Città e autogestione: qual è il punto d'arrivo di un rapporto mai riconosciuto?

Associazione AIDA

 

L'ultima presa di posizione del Sindaco Borradori, che si può leggere sul post "Nessuno spazio per l'autogestione all'ex Macello" del sito Ticinonews, è un'affermazione che si ...

... potrebbe definire arrogante perché di fatto presuppone che si voglia cancellare un accordo ancora in vigore e che di fatto la città voglia distanziarsi dall’autogestione.

 

In controtendenza con varie città svizzere, Lugano non vuole gli autogestiti in un sedime che da 16 anni li sta ospitando.
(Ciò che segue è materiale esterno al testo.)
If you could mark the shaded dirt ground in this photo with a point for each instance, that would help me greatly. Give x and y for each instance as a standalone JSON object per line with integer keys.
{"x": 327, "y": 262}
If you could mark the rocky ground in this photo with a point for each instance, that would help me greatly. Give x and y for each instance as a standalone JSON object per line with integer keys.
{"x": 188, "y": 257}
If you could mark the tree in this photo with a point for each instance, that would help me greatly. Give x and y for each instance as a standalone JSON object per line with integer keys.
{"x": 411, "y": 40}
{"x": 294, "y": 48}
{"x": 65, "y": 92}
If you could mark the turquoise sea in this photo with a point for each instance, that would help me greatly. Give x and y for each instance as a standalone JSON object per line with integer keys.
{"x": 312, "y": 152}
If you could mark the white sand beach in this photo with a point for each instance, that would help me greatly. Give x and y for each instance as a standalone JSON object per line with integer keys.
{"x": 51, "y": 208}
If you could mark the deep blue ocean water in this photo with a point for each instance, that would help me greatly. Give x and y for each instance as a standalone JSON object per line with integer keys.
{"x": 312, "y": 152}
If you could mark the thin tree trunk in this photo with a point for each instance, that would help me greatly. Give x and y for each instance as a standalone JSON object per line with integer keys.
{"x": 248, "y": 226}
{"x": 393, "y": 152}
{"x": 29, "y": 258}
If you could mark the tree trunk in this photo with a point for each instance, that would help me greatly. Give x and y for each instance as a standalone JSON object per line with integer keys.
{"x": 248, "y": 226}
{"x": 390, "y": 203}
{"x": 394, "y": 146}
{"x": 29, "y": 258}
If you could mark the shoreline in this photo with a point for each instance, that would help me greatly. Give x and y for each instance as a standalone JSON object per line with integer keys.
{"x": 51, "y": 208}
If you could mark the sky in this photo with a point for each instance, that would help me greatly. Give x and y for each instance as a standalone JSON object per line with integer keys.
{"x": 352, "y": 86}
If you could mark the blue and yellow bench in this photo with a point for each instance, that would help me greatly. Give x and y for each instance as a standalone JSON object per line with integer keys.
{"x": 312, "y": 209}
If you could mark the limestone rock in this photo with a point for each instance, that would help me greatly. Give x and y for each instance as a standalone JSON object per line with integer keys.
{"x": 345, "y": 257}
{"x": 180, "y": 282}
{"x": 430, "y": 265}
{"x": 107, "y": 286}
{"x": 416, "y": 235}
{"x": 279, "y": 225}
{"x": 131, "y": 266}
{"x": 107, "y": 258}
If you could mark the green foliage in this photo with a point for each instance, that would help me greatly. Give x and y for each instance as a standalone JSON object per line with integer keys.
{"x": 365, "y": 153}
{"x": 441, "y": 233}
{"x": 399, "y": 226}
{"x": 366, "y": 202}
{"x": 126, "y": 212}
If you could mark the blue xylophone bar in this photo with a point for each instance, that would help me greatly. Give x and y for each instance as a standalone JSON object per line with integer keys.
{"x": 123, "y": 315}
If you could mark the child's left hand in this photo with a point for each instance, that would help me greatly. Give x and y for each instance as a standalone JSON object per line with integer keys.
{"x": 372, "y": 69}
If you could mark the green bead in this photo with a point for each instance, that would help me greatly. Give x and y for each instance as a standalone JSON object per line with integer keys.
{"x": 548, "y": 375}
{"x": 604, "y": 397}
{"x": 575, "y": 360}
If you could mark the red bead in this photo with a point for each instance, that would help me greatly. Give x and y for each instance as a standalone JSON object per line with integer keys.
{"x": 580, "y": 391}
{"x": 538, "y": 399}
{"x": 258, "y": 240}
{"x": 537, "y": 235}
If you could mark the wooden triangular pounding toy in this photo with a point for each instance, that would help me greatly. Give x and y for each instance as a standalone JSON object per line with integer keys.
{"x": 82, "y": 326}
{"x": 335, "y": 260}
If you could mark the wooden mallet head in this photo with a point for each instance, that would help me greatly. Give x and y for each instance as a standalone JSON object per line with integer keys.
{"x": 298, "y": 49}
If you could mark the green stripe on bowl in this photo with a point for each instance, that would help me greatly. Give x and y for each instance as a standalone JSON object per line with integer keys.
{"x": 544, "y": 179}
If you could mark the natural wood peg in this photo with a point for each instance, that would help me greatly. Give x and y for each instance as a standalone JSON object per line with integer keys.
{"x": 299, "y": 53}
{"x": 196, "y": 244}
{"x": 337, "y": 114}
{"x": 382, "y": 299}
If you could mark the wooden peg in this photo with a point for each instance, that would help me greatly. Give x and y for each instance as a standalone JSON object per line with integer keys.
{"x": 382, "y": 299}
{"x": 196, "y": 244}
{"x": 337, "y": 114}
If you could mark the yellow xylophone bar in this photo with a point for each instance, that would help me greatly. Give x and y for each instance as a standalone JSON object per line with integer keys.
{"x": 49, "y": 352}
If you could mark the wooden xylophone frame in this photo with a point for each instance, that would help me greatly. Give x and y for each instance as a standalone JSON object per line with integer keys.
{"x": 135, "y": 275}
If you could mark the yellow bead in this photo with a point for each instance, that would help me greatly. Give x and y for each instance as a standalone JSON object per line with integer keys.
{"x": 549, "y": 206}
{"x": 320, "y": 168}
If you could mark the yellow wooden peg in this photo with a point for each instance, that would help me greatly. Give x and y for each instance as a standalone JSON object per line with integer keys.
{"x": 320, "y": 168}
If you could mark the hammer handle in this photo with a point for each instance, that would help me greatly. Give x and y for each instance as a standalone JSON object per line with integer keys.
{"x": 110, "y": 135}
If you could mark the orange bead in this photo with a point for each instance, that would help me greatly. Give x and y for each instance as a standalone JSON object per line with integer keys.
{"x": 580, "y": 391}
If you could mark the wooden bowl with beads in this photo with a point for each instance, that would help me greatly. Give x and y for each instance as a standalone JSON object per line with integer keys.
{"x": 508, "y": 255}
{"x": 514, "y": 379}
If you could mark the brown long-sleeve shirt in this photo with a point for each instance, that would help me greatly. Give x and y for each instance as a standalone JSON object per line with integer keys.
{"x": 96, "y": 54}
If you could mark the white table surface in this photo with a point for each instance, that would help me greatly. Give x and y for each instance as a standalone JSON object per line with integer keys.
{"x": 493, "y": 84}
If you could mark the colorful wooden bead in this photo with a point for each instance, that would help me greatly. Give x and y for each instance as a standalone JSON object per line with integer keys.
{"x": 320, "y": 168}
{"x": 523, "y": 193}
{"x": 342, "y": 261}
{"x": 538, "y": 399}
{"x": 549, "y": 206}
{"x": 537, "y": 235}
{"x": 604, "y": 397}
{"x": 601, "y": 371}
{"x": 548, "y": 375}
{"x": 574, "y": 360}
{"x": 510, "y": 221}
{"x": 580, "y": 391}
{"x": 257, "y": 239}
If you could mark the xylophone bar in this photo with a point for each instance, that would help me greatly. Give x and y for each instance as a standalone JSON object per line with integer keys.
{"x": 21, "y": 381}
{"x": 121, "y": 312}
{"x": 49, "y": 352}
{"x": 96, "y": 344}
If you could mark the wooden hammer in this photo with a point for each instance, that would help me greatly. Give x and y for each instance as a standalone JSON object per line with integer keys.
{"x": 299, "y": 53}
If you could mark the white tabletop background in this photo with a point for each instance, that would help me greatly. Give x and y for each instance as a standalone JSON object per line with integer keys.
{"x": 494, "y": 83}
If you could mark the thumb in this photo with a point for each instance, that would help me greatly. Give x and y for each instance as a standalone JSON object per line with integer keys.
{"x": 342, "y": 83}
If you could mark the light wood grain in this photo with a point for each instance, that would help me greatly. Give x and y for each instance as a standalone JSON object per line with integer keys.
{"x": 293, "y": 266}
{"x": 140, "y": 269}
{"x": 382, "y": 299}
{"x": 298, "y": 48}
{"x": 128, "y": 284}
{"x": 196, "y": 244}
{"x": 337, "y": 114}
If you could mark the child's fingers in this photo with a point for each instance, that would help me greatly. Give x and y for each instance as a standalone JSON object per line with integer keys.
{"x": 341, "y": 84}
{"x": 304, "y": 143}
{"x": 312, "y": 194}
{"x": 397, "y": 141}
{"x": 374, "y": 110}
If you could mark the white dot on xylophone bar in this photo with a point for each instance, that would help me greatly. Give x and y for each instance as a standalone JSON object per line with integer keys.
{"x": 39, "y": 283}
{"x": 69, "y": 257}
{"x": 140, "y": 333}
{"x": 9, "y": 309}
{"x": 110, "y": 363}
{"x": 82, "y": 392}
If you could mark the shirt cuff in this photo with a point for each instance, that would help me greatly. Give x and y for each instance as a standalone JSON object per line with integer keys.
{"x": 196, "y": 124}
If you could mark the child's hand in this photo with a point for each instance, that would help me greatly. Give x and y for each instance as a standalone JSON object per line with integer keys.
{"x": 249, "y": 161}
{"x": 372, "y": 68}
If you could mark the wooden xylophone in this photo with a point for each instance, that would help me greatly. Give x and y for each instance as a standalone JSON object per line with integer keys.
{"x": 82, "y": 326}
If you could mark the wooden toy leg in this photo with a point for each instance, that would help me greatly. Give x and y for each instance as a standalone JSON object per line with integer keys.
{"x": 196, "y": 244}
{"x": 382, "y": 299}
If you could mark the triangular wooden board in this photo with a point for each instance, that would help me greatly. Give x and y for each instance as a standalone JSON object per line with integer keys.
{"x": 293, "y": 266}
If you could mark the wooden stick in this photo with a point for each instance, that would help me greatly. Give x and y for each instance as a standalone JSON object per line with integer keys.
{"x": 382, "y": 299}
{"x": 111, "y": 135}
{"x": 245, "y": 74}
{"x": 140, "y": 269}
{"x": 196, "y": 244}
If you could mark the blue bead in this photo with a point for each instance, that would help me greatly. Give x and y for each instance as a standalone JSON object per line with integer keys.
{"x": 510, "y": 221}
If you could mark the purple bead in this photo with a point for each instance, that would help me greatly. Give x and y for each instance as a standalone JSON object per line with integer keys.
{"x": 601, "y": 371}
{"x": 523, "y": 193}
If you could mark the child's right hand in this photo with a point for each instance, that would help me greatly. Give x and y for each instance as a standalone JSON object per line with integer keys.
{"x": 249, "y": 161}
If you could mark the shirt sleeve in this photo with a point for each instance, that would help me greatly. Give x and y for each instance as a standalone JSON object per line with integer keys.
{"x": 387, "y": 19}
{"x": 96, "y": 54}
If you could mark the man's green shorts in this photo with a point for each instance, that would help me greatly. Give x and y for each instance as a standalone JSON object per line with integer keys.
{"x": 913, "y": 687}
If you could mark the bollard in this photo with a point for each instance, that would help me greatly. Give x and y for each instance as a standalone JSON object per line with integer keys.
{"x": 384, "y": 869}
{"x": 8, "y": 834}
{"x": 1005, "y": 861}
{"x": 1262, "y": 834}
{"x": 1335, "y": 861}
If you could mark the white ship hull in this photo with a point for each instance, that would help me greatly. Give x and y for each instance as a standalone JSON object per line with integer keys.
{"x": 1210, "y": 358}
Riferirsi a un gruppo di lavoro comune - cantone per trovare una nuova sede è un modo tutto sommato mascherato per non affrontare il problema.

 

Cavalcare grandi progetti e fare operazioni di restyling con pochi contenuti è un modo molto politico per far credere ai cittadini di avere idee chiare su come la città può evolvere. Lugano ci ha abituato a grandi proclami e importanti eventi che di fatto aiutano una ristretta cerchia di beneficiari (vedi esercizi commerciali del centro e pochi altri).

 

Noi non crediamo che questo sia il modo di amministrare una città! Da parte di un municipio ci si può aspettare maggiore saggezza e capacità di assunzione di responsabilità, ma anche capacità di adottare linguaggi e modi di interagire e relazionare che non siano solo quelli istituzionali.

 

In primo luogo, l’ammistrazione in questa legislatura non ha mai riconosciuto il concetto di autogestione. Per noi questo sarebbe il punto di partenza per un dialogo che in questi ultimi anni non è avvenuto. Avere idee non significa far leva su progetti unidirezionali, ma piuttosto riuscire a condividere e creare partecipazione. In questo ambito molti aspetti non vengono considerati, uno, per esempio, è la capacità di creare relazione - capacità che l’autogestione possiede - permettendo di far fare esperienze di "vita relazionale" sia ai giovani sia a coloro che non lo sono più.

 

Non credere che il macello possa essere restaurato e adeguatamente adibito a spazi pluridisciplinari considerando come punto forte l’autogestione quale motore propositivo per offrire spazi d’incontro che non siano omologati, presuppone mancanza di lungimiranza e un modo di vedere la città in senso unilaterale.

 

Possibile che la diversità, quei piccoli spazi che potremmo definire di frontiera, aree d’incontro in cui fioriscono aggregazione ed espressione o anche solo momenti ricreativi che in altri modi non sarebbero praticabili, non venga prevista e pianificata?

 

Un centro vuoto poco o nulla vivo e pochissimo abitato è oramai animato in modo artificiale. Si vuole a tutti costi emarginare una realtà che per molti giovani è l’unico punto d’incontro e per taluni proprio il punto di riferimento. Cosa si vuole ottenere facendo così? Qual è il punto d'arrivo di un rapporto, quello fra Città e autogestione, mai riconosciuto?